In the /var/log/vmkernel.log files on the ESXi host, you see similar warning messages:

WARNING: NMP: nmpUpdatePReservationOnFailover:1264: Unable to check for matching key on failover for device "naa.XXXXXXXXXXXXXXXXXXXXXXXXXXXXXXXX"

WARNING: NMP: nmp_DeviceUpdatePathStates:886: Could not drop reservation on failover for NMP device "naa.XXXXXXXXXXXXXXXXXXXXXXXXXXXXXXXX".

WARNING: NMP: nmpDeviceAttemptFailover:603: Retry world failover device "naa.XXXXXXXXXXXXXXXXXXXXXXXXXXXXXXXX" - issuing command 0x439dc97ccd80

Note: This unexpected resource failover may affect the application or I/O running on the failover cluster.

Note: The preceding log excerpts are only examples. Date, time, and environmental variables may vary depending on your environment.

Environment

VMware vSphere ESXi 5.0
VMware vSphere ESXi 5.1
VMware vSphere ESXi 6.0
VMware vSphere ESXi 5.5

Resolution

This issue is resolved in:

VMware ESXi 6.0 Update 1b, available at VMware Downloads.
VMware ESXi 5.5 patch ESXi550-201512001. For more information, see VMware ESXi 5.5, Patch Release ESXi550-201512001 (2135410).

Additional Information

To be alerted when this document is updated, click the Subscribe to Article link in the Actions box..

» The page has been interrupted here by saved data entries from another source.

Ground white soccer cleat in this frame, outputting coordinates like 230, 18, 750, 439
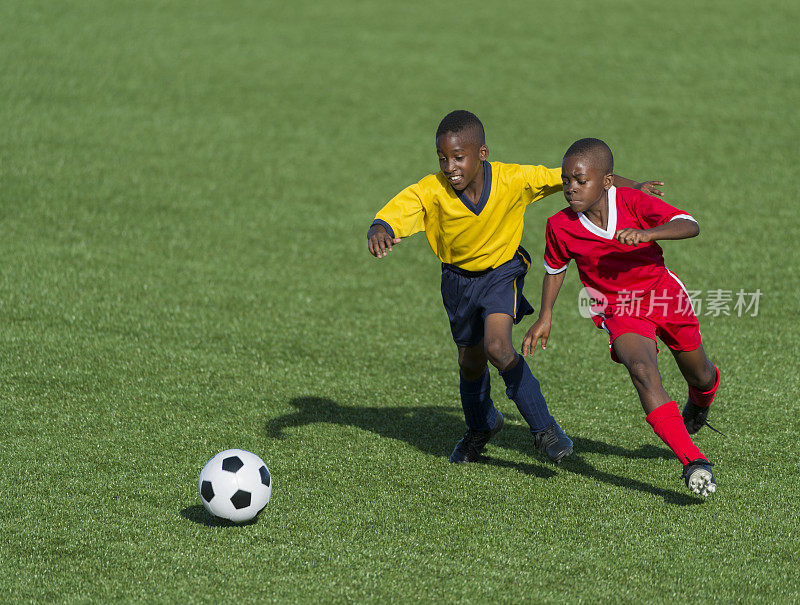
682, 459, 717, 497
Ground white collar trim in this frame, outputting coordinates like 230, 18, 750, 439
578, 186, 617, 239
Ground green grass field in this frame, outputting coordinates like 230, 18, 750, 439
2, 1, 799, 602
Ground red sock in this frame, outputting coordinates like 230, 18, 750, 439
688, 366, 720, 408
646, 401, 706, 465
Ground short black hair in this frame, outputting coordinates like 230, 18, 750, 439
436, 110, 485, 145
564, 138, 614, 174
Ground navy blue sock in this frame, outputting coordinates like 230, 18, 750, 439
459, 368, 499, 431
499, 355, 554, 433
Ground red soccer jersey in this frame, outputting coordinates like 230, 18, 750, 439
543, 186, 696, 307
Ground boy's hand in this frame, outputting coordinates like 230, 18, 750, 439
637, 181, 665, 197
521, 317, 551, 357
368, 225, 402, 258
615, 228, 651, 246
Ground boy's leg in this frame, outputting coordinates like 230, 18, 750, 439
457, 343, 498, 431
607, 278, 717, 494
670, 345, 720, 434
671, 344, 716, 392
613, 333, 710, 468
612, 333, 670, 414
484, 313, 572, 462
450, 343, 504, 463
657, 271, 720, 434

For more information about Microsoft Clustering solutions running on VMware vSphere, see:

Microsoft Cluster Service (MSCS) support on ESXi/ESX
Microsoft Clustering on VMware vSphere: Guidelines for supported configurations
Microsoft Windows Server Failover Clustering (WSFC) with shared disks on VMware vSphere 6.x: Guidelines for supported configurations
Setup for Failover Clustering and Microsoft Cluster Service:
- vSphere 5.5
- vSphere 6.0

To view the Windows Event logs:

Windows 2012:

1. In the right pane of the Server Manager window, click Tools and select Event Viewer from the menu.
2. In the left pane of the Event Viewer window, go to Event Viewer (Local) > Windows Logs > System.

Windows 2008:

In the left pane of the Server Manager window, go to Server Manager > Diagnostics > Event Viewer > Windows Logs > System.

Microsoft Cluster Service (MSCS) support on ESXi/ESX
LUN filtering mechanism during RDM creation
Guidelines for Microsoft Clustering on vSphere

Impact/Risks:
This unexpected resource failover may affect the application or I/O running on the failover cluster. If this issue occurs, you must restart your application.